DESCRIBE HISTORY people_10m
Query an earlier version of the table (time travel)
Delta Lake time travel allows you to query an older snapshot of a Delta table.
To query an older version of a table, specify a version or timestamp in a SELECT
statement. For example, to query version 0 from the history above, use:
SELECT * FROM people_10m VERSION AS OF 0
or
SELECT * FROM people_10m TIMESTAMP AS OF '2019-01-29 00:37:58'
For timestamps, only date or timestamp strings are accepted, for example, "2019-01-01"
and "2019-01-01'T'00:00:00.000Z"
.
DataFrameReader options allow you to create a DataFrame from a Delta table that is fixed to a specific version of the table, for example in Python:
df1 = spark.read.format('delta').option('timestampAsOf', '2019-01-01').table("people_10m")
display(df1)
or, alternately:
df2 = spark.read.format('delta').option('versionAsOf', 0).table("people_10m")
display(df2)
For details, see Work with Delta Lake table history.
Optimize a table
Once you have performed multiple changes to a table, you might have a lot of small files. To improve the speed of read queries, you can use OPTIMIZE
to collapse small files into larger ones:
OPTIMIZE people_10m
Z-order by columns
To improve read performance further, you can co-locate related information in the same set of files by Z-Ordering. This co-locality is automatically used by Delta Lake data-skipping algorithms to dramatically reduce the amount of data that needs to be read. To Z-Order data, you specify the columns to order on in the ZORDER BY
clause. For example, to co-locate by gender
, run:
OPTIMIZE people_10m
ZORDER BY (gender)
For the full set of options available when running OPTIMIZE
, see Compact data files with optimize on Delta Lake.

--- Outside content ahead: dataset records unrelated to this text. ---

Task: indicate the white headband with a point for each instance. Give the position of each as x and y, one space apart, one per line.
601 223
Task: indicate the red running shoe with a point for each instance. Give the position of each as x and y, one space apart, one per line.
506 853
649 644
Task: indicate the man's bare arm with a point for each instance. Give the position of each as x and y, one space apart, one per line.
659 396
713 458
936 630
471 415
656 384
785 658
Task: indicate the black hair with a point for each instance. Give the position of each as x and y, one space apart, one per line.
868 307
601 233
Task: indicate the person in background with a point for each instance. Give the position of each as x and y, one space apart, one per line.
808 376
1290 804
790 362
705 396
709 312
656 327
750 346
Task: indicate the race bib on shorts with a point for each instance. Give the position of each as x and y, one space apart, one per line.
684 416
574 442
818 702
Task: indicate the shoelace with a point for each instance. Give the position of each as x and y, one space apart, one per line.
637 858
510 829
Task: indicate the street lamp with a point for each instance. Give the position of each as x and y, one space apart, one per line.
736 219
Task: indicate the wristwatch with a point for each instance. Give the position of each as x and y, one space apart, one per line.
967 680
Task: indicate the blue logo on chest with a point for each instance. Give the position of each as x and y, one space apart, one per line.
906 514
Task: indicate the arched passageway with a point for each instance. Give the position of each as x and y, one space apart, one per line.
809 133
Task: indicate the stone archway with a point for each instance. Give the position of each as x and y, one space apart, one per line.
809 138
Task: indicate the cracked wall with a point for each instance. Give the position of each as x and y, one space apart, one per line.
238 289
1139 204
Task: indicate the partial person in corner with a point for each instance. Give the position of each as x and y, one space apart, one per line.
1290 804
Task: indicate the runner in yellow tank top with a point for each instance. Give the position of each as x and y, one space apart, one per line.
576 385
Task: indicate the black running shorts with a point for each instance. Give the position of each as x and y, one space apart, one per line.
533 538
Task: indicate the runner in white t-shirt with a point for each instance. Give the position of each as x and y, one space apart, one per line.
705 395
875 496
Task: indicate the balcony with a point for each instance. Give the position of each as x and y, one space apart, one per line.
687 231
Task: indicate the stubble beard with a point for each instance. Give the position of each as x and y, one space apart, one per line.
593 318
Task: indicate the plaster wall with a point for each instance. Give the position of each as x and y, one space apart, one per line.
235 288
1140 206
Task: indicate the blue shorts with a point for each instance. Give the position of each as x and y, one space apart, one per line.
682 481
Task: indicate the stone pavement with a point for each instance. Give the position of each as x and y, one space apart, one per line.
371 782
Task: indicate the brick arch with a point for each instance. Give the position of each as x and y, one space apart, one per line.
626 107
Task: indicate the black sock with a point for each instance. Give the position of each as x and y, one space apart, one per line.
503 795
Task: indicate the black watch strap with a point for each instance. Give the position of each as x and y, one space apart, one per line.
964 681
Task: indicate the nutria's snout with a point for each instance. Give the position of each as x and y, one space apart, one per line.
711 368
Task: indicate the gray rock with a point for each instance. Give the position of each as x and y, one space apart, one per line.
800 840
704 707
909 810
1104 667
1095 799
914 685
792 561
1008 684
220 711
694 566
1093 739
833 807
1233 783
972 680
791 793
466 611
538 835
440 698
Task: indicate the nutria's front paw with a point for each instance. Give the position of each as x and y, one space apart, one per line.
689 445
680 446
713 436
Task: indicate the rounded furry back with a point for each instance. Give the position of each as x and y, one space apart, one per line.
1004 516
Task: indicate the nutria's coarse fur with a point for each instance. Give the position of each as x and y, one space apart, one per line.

Clean up snapshots with VACUUM
Delta Lake provides snapshot isolation for reads, which means that it is safe to run OPTIMIZE
even while other users or jobs are querying the table. Eventually however, you should clean up old snapshots. You can do this by running the VACUUM
command:
VACUUM people_10m
For details on using VACUUM
effectively, see Remove unused data files with vacuum.